If your system drive is encrypted, there are two scenarios for backing up:
- Inside Windows: If you install a backup program in Windows and run it from within Windows, it works because you’ve mounted the system drive and supplied the password. The system drive is completely accessible, not only to Windows but to all the programs you run, including your backup program. It should be able to perform a content-aware backup just as if the system drive were not encrypted.
- Outside Windows: If you instead boot from a backup program’s recovery disk to perform a backup (an option in many backup programs), then you’ll not have mounted your Windows system disk, and its contents will not be accessible to the backup program. The only option the backup program has is to back up sector-by-sector.
Unfortunately, things still aren’t quite so simple.
Backup program confusion
For reasons unknown, not all backup programs work as I’ve described.
Some will fail to backup an encrypted drive or partition, even though the partition is mounted and accessible.
Some backup programs state you must decrypt the drive (remove BitLocker, for example) to back it up, after which you can re-encrypt it. Not only does that take significantly more time, but it also can’t be automated and, quite honestly, doesn’t make much sense to me.
I think it’s important that you be able to back up from within Windows.
Is the backup encrypted?
A sector-by-sector backup is, by definition, encrypted using whatever whole-disk encryption technology is being used. I say “by definition” because the very reason a backup program might resort to a sector-by-sector backup is that it can’t understand the encrypted data.
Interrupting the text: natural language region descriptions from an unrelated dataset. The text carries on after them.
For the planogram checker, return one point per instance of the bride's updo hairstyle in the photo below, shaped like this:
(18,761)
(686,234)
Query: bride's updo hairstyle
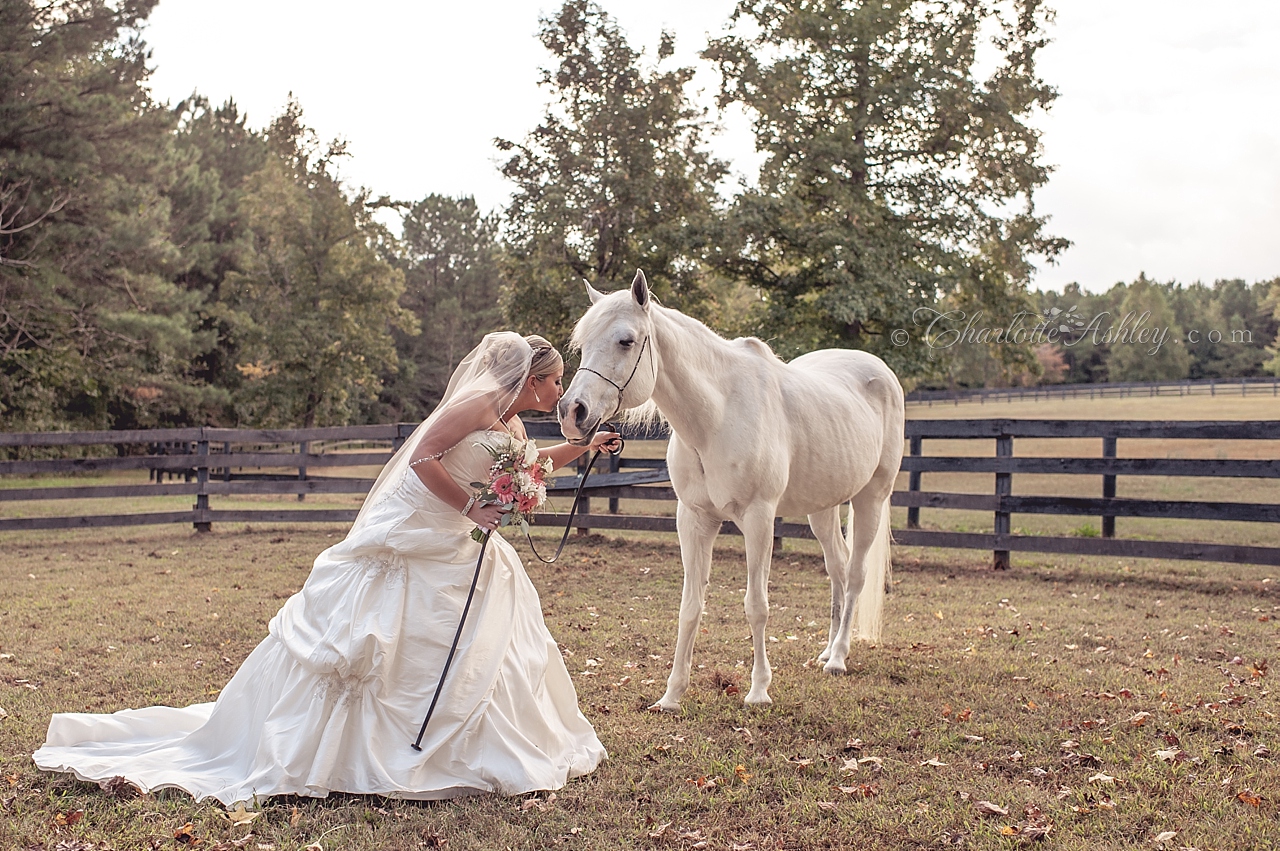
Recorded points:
(545,360)
(506,358)
(481,390)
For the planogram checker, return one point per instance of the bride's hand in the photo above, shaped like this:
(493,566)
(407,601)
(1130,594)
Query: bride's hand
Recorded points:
(487,516)
(606,440)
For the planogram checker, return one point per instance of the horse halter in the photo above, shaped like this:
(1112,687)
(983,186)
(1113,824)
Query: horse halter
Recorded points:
(620,388)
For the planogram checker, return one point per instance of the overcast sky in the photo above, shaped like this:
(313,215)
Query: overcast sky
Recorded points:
(1165,138)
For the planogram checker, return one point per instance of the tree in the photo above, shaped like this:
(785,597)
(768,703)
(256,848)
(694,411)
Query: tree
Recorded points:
(1137,357)
(894,175)
(216,155)
(92,329)
(315,301)
(452,284)
(615,178)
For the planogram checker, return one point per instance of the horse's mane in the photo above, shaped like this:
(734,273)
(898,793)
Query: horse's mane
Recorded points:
(647,415)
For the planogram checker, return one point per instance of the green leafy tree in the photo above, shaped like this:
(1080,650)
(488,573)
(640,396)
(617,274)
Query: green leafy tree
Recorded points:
(617,177)
(1132,358)
(452,284)
(1271,305)
(1228,328)
(94,330)
(895,175)
(315,302)
(216,154)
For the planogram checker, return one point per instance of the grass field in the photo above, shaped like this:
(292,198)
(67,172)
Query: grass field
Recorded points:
(1107,703)
(1069,703)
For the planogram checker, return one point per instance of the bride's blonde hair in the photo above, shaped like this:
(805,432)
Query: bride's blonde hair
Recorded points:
(545,358)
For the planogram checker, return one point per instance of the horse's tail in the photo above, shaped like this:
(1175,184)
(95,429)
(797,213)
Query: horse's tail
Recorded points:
(869,609)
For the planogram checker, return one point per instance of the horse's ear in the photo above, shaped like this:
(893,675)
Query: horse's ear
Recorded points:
(640,289)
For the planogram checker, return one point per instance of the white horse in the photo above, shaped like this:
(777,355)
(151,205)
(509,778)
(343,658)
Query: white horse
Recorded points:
(753,438)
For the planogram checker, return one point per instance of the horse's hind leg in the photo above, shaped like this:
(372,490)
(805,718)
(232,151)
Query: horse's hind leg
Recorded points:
(865,525)
(757,526)
(835,553)
(696,535)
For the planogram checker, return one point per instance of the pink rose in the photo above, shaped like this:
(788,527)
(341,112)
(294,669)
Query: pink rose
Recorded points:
(504,486)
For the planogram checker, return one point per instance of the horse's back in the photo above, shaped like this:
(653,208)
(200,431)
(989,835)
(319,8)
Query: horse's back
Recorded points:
(853,376)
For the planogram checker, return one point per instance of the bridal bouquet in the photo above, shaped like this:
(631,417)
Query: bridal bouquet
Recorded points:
(517,480)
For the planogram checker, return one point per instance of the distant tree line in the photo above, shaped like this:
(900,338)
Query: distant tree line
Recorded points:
(1143,330)
(167,265)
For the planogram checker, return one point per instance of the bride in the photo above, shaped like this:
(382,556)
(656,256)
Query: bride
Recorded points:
(330,700)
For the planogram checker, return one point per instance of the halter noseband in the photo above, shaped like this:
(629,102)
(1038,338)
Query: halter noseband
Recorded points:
(620,388)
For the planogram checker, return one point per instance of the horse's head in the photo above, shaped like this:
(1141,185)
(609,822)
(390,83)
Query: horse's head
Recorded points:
(618,362)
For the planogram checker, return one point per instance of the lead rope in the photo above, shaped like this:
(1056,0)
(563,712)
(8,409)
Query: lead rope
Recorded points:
(475,580)
(572,511)
(448,660)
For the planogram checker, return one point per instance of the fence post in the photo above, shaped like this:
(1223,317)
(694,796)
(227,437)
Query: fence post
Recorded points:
(1004,488)
(302,470)
(913,485)
(202,486)
(1109,488)
(615,466)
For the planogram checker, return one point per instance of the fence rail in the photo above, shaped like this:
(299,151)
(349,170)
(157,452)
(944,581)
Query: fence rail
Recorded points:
(214,463)
(1269,385)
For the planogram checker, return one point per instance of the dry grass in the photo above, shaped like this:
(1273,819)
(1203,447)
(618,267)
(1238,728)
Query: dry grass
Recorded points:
(1025,690)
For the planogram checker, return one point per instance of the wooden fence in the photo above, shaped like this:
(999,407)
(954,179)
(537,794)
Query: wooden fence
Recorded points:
(1106,390)
(229,462)
(1002,503)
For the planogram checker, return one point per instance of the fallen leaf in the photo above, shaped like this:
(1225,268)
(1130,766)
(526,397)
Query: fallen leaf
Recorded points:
(1247,796)
(119,787)
(987,808)
(543,805)
(240,815)
(186,835)
(659,832)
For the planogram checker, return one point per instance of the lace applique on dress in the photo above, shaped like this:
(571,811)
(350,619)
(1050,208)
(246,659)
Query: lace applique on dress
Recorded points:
(339,690)
(385,566)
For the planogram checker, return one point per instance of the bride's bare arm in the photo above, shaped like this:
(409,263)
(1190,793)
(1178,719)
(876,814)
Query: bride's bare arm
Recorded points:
(443,435)
(563,453)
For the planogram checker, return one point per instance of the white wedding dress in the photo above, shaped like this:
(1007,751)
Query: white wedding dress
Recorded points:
(330,700)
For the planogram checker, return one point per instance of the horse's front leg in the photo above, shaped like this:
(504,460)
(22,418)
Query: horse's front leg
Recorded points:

Backups taken from within Windows while the disk is mounted and accessible are typically not encrypted. The fact the disk is mounted and accessible means the backup program neither knows nor cares that encryption was used at all. It simply does what it does, which is to back up what it sees: the hard disk’s unencrypted original contents.
If it’s important to you that such a backup be encrypted, you need to take additional steps. That means either of two things:
- Choose a password or encryption option within the backup program, assuming it has one.
- Encrypt the resulting backup file(s) yourself, using some encryption tool; for example, you might create a password-protected zip file containing the backup after it’s completed or place the backup in a VeraCrypt-encrypted volume.
Whole disk encryption is a fine thing1, and I use BitLocker on my Windows laptop, as well as Apple’s equivalent on my Macs.
I recommend you:
- Back up using a program that uses “content-aware” backups. In other words, if you install it and run it within Windows with your encrypted disk mounted and accessible, and it complains, that’s not the program I’d use. It should just work as if the disk were not encrypted at all.2
- Remember this backup will not be encrypted.
- Save the backup securely somehow. That could mean encrypting it, as described above. It could also mean that you’ve structured your backups to be secure somehow — perhaps backing up over a network at home to a device you trust is secure enough for your needs. (This is what I do.)
But above all, do back up.
Footnotes & References
1: Yes, this does represent a change in my position from days long past. The caveat to using whole disk encryption and BitLocker safely is to a) back up, as we’re discussing here, and b) safely and securely save the encryption key created when the disk is originally encrypted.
2: My two recommended backup programs — Macrium Reflect and EaseUS Todo — both work properly.